Культ личности, однако, держится не мифами и сказками, а потребностью толпы верить в те свойства носителя культа, которые роднят его с ней. Мифы – результат этой потребности, а не причина.
Своим воскресением Цветаева во многом обязана дочери Ариадне, по-домашнему, Але, которая и стала главным апостолом матери, точнее, ее «апостолкой», публикатором и комментатором ее произведений, вдохновительницей цветаевских житий и сочинительницей первого патерика, в данном случае, наверное, правильнее будет сказать «материка».
Родилась Ариадна в сентябре 1912 года и ее судьба сложилась не менее драматично, чем судьба ее матери, принимая во внимание, что в отличие от матери, она выбирала ее не сама. Или все-таки сама?
В раннем детстве Аля была прелестным ребенком со светлыми локонами и огромными серьезными серо-голубыми глазами, делавшими ее похожими на маленькую фею. При этом она обладала неподражаемо оригинальным, взрослым умом; Цветаева считала ее вундеркиндом, гением, твердила об этом ей и окружающим, посвящала ей стихи, записывала ее словечки. Словом, возилась с ней, как с любимой куклой.
Современные психологи хорошо знают, какой травме подвергают ребенка родители, в угоду собственному тщеславию избирая ему участь вундеркинда; перегружая детский ум знаниями, которые он еще не способен воспринять. Тогда этот феномен еще не был изучен, но даже если бы Цветаеву кто-то и предостерег, она, с ее своеволием и самоуверенностью, все равно бы не послушала. Она была влюблена в дочь, или, вернее, в свою фантазию о дочери, ибо Цветаева всю жизнь влюблялась лишь в свои выдумки и никогда – в живых людей.
Вот один из самых известных диалогов матери и дочери, записанный Цветаевой и повторенной в каждой биографии:
«Объясняю ей понятие и воплощение:
– Любовь – понятие. Амур – воплощение. Понятие – общее, безграничное, воплощение – острие, вверх! – всё в одной точке. – Понимаешь?»
– «О, Марина, я поняла!»
– «Тогда, скажи мне пример!»
– «Я боюсь, что это будет неверно. Оба слишком воздушны».
– «Ну, ничего, ничего, говори. Если неверно, я скажу».
– «Музыка – понятие, Голос – воплощение».
(Пауза.)
– «И еще: Доблесть – понятие, Подвиг – воплощение. – Марина, как странно! – Подвиг – понятие, Герой – воплощение».
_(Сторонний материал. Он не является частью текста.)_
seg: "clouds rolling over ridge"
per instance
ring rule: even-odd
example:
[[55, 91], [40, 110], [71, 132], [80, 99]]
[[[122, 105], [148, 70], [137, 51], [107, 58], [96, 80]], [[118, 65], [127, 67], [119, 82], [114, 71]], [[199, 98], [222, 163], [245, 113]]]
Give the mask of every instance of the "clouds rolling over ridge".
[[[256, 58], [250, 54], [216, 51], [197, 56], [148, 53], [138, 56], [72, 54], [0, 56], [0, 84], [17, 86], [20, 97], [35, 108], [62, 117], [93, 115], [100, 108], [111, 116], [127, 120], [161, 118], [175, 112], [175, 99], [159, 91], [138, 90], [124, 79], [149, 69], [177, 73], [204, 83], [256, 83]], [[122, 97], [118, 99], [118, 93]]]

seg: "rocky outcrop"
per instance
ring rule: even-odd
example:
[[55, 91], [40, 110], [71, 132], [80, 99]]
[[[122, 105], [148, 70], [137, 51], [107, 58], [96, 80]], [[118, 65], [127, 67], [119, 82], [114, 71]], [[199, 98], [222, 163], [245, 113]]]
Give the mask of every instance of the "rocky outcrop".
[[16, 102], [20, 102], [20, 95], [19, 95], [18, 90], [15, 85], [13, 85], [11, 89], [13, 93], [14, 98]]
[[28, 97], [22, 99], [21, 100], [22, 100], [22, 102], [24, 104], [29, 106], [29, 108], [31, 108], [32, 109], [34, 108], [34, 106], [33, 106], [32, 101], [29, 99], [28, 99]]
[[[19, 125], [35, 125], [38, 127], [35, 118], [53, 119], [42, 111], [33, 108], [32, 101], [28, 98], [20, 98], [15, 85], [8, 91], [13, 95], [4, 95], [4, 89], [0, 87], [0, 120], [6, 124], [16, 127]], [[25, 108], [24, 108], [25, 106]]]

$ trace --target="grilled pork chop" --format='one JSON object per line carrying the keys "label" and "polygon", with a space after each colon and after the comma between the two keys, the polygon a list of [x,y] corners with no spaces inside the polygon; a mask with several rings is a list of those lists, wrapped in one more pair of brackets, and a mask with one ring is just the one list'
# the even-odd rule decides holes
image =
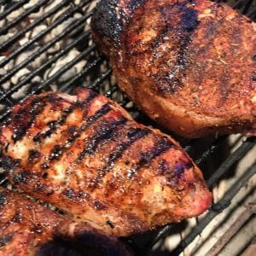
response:
{"label": "grilled pork chop", "polygon": [[0,254],[130,255],[120,242],[99,227],[72,221],[3,188],[0,188]]}
{"label": "grilled pork chop", "polygon": [[172,138],[90,90],[28,97],[0,129],[0,144],[15,187],[115,236],[197,216],[212,201]]}
{"label": "grilled pork chop", "polygon": [[92,32],[120,88],[177,134],[256,135],[256,25],[206,0],[102,0]]}

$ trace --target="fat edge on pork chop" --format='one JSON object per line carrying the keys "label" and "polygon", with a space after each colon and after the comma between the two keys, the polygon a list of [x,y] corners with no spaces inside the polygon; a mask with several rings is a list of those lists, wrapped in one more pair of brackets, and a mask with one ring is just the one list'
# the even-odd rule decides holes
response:
{"label": "fat edge on pork chop", "polygon": [[256,131],[256,25],[207,0],[102,0],[91,20],[119,87],[187,137]]}

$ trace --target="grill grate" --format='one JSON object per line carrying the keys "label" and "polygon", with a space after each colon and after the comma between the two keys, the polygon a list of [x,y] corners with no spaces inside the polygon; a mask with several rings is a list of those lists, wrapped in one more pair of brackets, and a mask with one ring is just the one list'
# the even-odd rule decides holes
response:
{"label": "grill grate", "polygon": [[[112,71],[106,59],[96,51],[96,45],[91,40],[89,24],[96,1],[3,1],[0,0],[0,121],[4,121],[14,104],[20,102],[26,96],[37,94],[45,90],[59,90],[70,92],[78,85],[92,88],[114,99],[125,107],[131,115],[145,125],[157,126],[152,120],[148,119],[143,113],[140,113],[132,102],[130,102],[118,89],[114,79],[111,76]],[[220,2],[220,1],[216,1]],[[240,0],[225,1],[232,4],[233,8],[238,9],[253,20],[256,20],[256,1]],[[30,4],[31,3],[31,4]],[[40,13],[45,6],[51,6],[43,15]],[[19,12],[14,18],[9,15]],[[69,19],[79,15],[73,22],[71,22],[61,32],[52,37],[46,43],[44,38],[56,31],[60,26]],[[31,16],[35,18],[31,19]],[[53,18],[54,17],[54,18]],[[51,20],[51,21],[49,21]],[[21,24],[21,25],[20,25]],[[47,25],[37,34],[26,38],[29,32],[35,32],[38,26]],[[16,33],[10,32],[18,27]],[[25,38],[25,39],[24,39]],[[43,42],[43,43],[42,43]],[[65,44],[62,44],[65,42]],[[52,52],[52,49],[61,44],[60,49]],[[37,48],[35,48],[37,47]],[[34,49],[32,54],[21,61],[17,61],[20,55]],[[65,65],[60,66],[55,73],[48,73],[54,70],[56,63],[61,58],[67,57],[68,54],[75,49],[77,55],[69,58]],[[51,51],[50,51],[51,50]],[[12,78],[19,74],[22,70],[28,68],[33,61],[40,59],[44,54],[47,57],[36,67],[30,67],[25,75],[19,76],[16,81]],[[84,61],[85,64],[76,73],[70,75],[67,79],[61,79],[67,71],[76,65]],[[14,63],[14,65],[10,65]],[[9,65],[10,68],[6,67]],[[37,81],[33,79],[39,78]],[[6,85],[7,84],[7,85]],[[22,92],[23,91],[23,92]],[[205,144],[204,139],[184,140],[178,138],[182,145],[195,160],[203,170],[203,167],[211,157],[227,143],[229,137],[220,137],[212,139],[200,152],[193,152],[194,148],[200,148]],[[232,154],[224,160],[218,167],[211,175],[207,175],[207,183],[212,188],[214,184],[230,172],[230,167],[237,163],[255,145],[255,138],[247,138]],[[216,157],[216,156],[215,156]],[[216,158],[217,159],[217,158]],[[226,192],[224,196],[212,205],[208,213],[199,221],[195,228],[187,236],[183,241],[172,253],[177,255],[204,230],[210,221],[224,208],[228,207],[236,194],[243,187],[256,172],[256,165],[249,167],[242,175],[241,178]],[[3,173],[0,174],[0,185],[7,186],[8,181]],[[125,239],[134,251],[139,254],[150,253],[152,247],[162,238],[166,237],[177,224],[170,224],[157,230],[148,232]]]}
Гениально? Ну, еще бы! Вот только…
Аля воспитывалась в поклонении матери. Ей не дозволялось называть ее «мамой» и обращаться к ней на «ты», – лишь «вы» и «Марина». «Марина, какая Вы гениальная!», «Марина, какая Вы необычная!», «Мариночка, как я восхищаюсь Вами!». «Мариночка, я готова целый год прожить в колонии, чтобы один день быть с Вами!». Эти восторженные восклицания звучали из уст Али беспрерывно, как молитвы.
С ходу набрав такую высоту, кто на ней удержится?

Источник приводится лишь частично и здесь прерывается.